Garlic preparations and their chemical compounds

Raw garlic homogenate has been the major preparation of garlic subjected to intensive scientific study, as because it is the commonest way of garlic consumption. Raw garlic homogenate is essentially same as aqueous extract of garlic, which has been used in various scientific studies. Allicin (allyl 2-propenethiosulfinate or diallyl thiosulfinate) is thought to be the principal bioactive compound present in aqueous garlic extract or raw garlic homogenate. When garlic is chopped or crushed, allinase enzyme, present in garlic, is activated and acts on alliin (present in intact garlic) to produce allicin. Other important sulfur containing compounds presents in garlic homogenate are allyl methyl thiosulfonate, 1-propenyl allyl thiosulfonate and γ-L-glutamyl-S-alkyl-L-cysteine. The adenosine concentration increases several-fold as the homogenate is incubated at room temperature. The enzyme allinase responsible for converting alliin (S-allyl cysteine sulphoxide) to allicin is inactivated by heat. Thus the water extract of heat-treated garlic contains mainly alliin. Since garlic powder is a simply dehydrated, pulverized garlic clove, the composition, especially allinase activity of garlic powder is identical to those of fresh garlic. However, dehydration temperature should not exceed 60°C, above which allinase is inactivated [1].Another widely studied garlic preparation is aged garlic extract (AGE). Sliced raw garlic stored in 15–20% ethanol for 20 months is refereed to as AGE. This whole process is supposed to cause considerable loss of allicin and increased activity of certain newer compounds, like S-allylcysteine (SAC), S-allylmercaptocysteine, allixin and selenium which are stable, highly bioavailable and significantly antioxidant [5]. Another recently identified antioxidant compound of AGE is N-alpha-(1-deoxy-D-fructos-1-yl)-L-arginine (Fru-Arg) which is not present in raw or heat treated garlic [6].

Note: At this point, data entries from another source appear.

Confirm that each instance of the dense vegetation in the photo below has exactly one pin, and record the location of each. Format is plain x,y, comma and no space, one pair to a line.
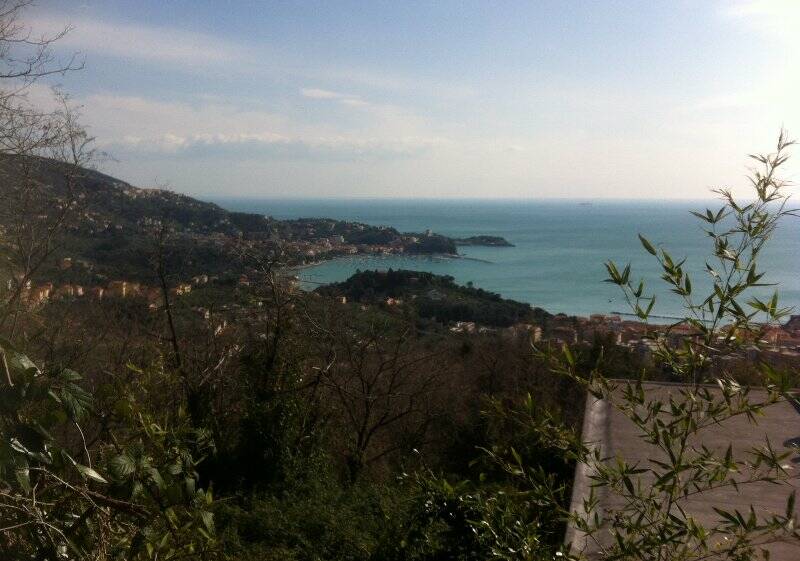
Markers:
248,420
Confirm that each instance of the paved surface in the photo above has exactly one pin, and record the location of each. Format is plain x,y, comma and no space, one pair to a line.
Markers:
608,428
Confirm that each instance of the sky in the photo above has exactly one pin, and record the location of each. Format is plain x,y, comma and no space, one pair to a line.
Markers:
542,99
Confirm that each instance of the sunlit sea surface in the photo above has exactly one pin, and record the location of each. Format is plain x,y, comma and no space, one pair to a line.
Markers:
560,246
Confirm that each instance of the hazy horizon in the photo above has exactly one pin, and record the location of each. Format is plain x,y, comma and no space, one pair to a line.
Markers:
619,100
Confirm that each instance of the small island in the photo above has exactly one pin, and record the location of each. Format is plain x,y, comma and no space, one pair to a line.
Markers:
489,241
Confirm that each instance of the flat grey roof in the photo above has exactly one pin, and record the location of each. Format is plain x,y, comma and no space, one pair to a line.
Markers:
608,428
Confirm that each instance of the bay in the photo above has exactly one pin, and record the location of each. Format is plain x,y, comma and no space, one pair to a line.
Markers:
560,246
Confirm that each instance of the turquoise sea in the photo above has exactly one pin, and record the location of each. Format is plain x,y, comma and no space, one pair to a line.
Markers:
560,246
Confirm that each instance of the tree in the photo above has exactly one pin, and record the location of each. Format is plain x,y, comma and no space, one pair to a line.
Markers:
654,518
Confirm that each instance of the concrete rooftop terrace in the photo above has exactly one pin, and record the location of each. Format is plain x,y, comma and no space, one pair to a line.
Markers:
608,428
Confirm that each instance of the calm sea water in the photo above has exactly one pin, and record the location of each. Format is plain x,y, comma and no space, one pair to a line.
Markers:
560,246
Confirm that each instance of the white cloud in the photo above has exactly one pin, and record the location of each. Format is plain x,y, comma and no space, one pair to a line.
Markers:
132,41
127,126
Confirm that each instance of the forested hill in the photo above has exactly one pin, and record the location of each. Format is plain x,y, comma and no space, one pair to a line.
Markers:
434,296
113,224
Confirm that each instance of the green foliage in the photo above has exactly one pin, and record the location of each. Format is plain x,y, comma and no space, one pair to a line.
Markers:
133,499
653,518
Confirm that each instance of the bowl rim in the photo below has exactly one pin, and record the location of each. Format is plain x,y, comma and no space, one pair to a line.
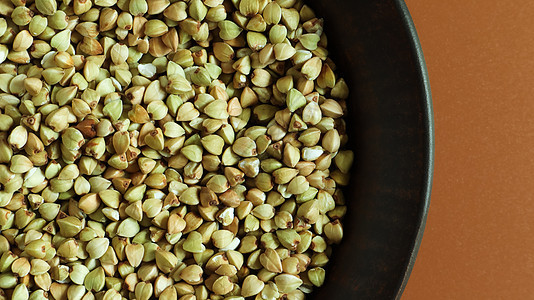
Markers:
429,143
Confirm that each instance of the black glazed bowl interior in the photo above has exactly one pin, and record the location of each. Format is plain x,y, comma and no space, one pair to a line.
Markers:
375,46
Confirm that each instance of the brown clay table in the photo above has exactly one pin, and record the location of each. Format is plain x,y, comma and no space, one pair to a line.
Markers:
479,238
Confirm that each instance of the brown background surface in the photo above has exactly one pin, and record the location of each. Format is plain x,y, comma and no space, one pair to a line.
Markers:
479,238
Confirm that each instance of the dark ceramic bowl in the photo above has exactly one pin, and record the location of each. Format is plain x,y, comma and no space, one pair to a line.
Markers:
376,49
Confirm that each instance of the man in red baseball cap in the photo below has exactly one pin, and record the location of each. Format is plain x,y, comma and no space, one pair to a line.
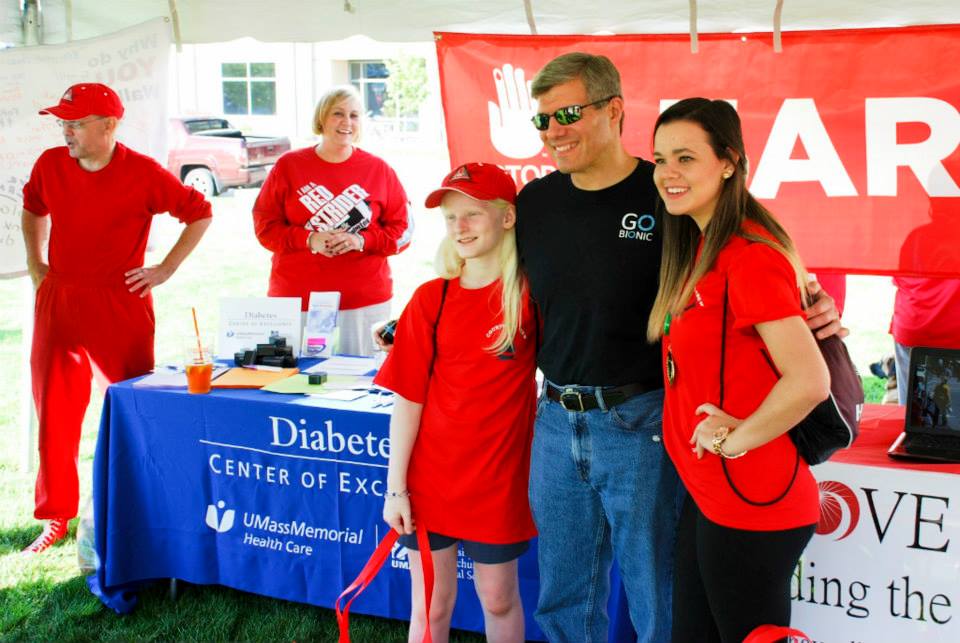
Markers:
94,309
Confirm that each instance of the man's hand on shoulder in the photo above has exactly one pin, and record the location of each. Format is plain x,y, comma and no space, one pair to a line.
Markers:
147,278
823,318
37,272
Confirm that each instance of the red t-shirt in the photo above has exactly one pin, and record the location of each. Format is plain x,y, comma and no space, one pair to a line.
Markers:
470,464
762,287
101,220
304,193
926,312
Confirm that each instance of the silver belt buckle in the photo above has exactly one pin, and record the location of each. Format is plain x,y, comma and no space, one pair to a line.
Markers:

Medicinally used garlic oil is mostly prepared by steam-distillation process. Steam-distilled garlic oil consists of the diallyl (57%), allyl methyl (37%) and dimethyl (6%) mono to hexa sulfides. A typical commercial preparation of garlic oil contains diallyl disulfide (DADS, 26%), diallyl trisulfide (DATS, 19%), allyl methyl trisulfide (15%), allyl methyl disulfide (13%), diallyl tetrasulfide (8%), allyl methyl tetrasulfide (6%), dimethyl trisulfide (3%), penta sulfide (4%) and hexa sulfide (1%). Oil-macerated garlic oil contains the vinyl-dithiins and ajoenes. Ether extracted garlic oil (essential oil) contains nine times as much of the vinyl-dithiins (5.7 mg/gm) and allyl sulfides (1.4 mg/g) and four times as much of the ajoenes (0.4 mg/g) [1].